Weekend reading 17.2.18
In this weekend’s food for thought: optimism, excitement and innovation in Christchurch – scrapped, top to bottom. Was a key regeneration project doomed, did someone kill it, or did we starve it?
The Breathe urban village, the product of a public urban design competition, was an anchor project for Christchurch that began with optimism and excitement – not to mention Grand Designs‘ Kevin McCloud!
Yet this key residential project, aimed at attracting people back into Christchurch’s central city post-quake, failed to get off the ground.
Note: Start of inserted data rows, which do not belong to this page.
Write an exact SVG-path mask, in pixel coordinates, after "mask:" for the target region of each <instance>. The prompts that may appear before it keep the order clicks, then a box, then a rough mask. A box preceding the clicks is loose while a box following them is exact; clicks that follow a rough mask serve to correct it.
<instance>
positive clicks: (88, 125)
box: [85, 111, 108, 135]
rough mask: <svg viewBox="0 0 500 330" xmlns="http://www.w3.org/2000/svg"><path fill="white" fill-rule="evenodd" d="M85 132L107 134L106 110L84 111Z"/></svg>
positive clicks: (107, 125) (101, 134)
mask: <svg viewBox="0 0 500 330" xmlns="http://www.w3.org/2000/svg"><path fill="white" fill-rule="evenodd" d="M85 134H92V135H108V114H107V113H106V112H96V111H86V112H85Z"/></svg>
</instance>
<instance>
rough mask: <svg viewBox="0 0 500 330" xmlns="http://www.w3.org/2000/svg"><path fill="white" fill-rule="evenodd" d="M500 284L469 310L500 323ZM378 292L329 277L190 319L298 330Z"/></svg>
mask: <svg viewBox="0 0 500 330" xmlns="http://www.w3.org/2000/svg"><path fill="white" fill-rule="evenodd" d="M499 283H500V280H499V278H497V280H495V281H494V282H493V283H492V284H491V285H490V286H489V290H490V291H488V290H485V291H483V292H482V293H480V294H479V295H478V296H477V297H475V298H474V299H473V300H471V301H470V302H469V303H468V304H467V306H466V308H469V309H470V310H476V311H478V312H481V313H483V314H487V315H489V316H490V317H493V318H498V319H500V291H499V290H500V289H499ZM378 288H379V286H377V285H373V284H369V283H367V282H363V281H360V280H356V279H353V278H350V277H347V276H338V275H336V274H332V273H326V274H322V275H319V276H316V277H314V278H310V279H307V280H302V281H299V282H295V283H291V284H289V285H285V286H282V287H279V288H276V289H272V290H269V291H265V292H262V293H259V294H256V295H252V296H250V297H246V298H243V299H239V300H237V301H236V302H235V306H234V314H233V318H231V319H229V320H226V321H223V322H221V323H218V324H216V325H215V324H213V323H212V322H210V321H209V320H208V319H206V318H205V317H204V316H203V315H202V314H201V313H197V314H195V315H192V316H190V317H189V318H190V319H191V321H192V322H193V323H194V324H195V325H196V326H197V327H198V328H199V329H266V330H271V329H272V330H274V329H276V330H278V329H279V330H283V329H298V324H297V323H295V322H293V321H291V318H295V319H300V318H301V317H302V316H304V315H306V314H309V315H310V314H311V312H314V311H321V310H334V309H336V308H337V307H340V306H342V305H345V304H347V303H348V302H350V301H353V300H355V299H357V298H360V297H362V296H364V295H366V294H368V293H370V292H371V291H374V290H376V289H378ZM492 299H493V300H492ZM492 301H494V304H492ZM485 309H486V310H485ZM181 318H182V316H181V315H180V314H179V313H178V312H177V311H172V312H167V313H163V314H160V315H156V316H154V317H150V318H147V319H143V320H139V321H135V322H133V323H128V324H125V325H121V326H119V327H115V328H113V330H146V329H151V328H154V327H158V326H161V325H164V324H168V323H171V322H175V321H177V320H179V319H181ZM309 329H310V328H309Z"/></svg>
Dr Lin Roberts has released a paper in Lincoln University’s planning journal examining why the Breathe Project failed. There are some pretty damning findings about how the government worked in post-quake Christchurch.
Roberts:
“The Government was unwilling or unable to recognise that an insistence on a pure market approach would not deliver the innovative sustainable village asked for in the competition brief, and failed to factor in the opportunity cost to government, local government, local businesses and the wider Christchurch community of delaying by many years the residential development of the eastern side of the city.
As a result, the early vision of the vitality that a thriving residential neighbourhood would bring to the city has not yet been realised.”
Read the Dr Roberts’ paper here.
Press for the paper includes this excoriating quote:
“This level of naïve neoliberal faith that the markets could deliver urban regeneration to a badly damaged city was not seen even in Margaret Thatcher’s Britain.”
The Christchurch Press’s coverage has some reasonable-sounding outrage from those involved.
Would the government do a better job of regeneration in Wellington’s towns when our Big One strikes?
- What do you think about urban villages?
- What about government intervention for recovery and regeneration after natural disasters?